How would you treat a patient with Hodgkin lymphoma and bleomycin lung injury?

William Rosenberg Professor of Medicine, Harvard Medical School, Dana-Farber Cancer Institute, Boston, Massachusetts

This month, George P. Canellos, MD, advises on treatment options for a young patient with Hodgkin lymphoma and bleomycin lung injury.

CLINICAL DILEMMA

A 23-year-old male patient with nodular sclerosis classical Hodgkin lymphoma – stage IIIb with bulky mediastinal disease, International Prognostic Index score of 3 points. He has received two cycles of ABVD, resulting in a 21 percent decrease in carbon monoxide diffusing capasity (DLCO) and symptomatic bleomycin lung toxicity. A 18-fluorodeoxyglucose (FDG) positron emission tomography (PET) scan after two cycles revealed two persistent areas of FDG avidity: persistent disease versus disease secondary to inflammation from bleomycin lung damage. His symptoms did improve with steroid treatment. Subsequently, he received four cycles of ABVD. A PET scan performed after four cycles of chemotherapy was negative, and we are currently awaiting a post-treatment PET scan. In someone with bleomycin lung injury, would you recommend radiation therapy post-chemotherapy, due to initial bulky disease and persistent FDG avidity in interim PET scan?

EXPERTS MAKE THE CALL

I would say you did the right thing by giving ABVD to complete the chemotherapy regimen. Because the patient is only 23 years old, I would be cautious about radiation therapy – given the high risk of long-term cardiac toxicity. If he is indeed PET-negative, there is a chance that he is already cured.

However, there is a 10 to 20 percent chance of disease recurrence. But, being that he has stage IIIb disease, the patient’s disease could recur anywhere.

I would follow the patient closely with CT or PET/CT scans repeated at six months.
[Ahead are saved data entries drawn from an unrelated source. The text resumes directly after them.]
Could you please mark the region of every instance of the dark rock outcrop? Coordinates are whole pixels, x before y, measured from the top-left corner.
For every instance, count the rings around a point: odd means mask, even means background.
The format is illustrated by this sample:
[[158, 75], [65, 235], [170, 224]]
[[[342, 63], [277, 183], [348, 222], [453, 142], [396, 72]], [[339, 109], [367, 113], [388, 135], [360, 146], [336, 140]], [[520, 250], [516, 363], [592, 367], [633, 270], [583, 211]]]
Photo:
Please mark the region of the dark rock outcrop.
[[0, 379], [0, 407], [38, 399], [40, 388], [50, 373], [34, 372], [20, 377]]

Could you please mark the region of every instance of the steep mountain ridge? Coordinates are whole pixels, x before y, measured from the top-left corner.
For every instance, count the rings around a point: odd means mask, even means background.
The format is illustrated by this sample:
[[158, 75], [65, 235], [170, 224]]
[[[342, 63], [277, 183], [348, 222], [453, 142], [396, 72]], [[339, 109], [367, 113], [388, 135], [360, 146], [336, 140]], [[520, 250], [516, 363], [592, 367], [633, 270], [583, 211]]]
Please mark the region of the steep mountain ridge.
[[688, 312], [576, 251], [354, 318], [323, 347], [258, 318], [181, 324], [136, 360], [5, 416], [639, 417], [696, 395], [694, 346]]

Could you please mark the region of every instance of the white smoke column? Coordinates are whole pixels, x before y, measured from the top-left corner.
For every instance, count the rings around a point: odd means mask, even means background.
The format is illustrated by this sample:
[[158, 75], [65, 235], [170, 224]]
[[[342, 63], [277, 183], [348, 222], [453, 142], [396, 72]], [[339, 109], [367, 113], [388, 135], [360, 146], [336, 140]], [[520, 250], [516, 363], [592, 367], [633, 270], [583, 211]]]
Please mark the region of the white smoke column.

If the disease recurs only in the mediastinum, then a cycle of ABVD followed by radiation therapy to the mediastinum – if this is the only site of relapse – would be advisable. In a PET-negative circumstance, I would say six months is a liberal interval of time, but I assume the patient will be seen sooner on a clinical basis. In fact, one could say that the longer the PET remains negative, the less likely a relapse will occur.

It would worry me if an early mediastinal relapse occurred because it was not confined to that site and the disease may recur in other sites over time.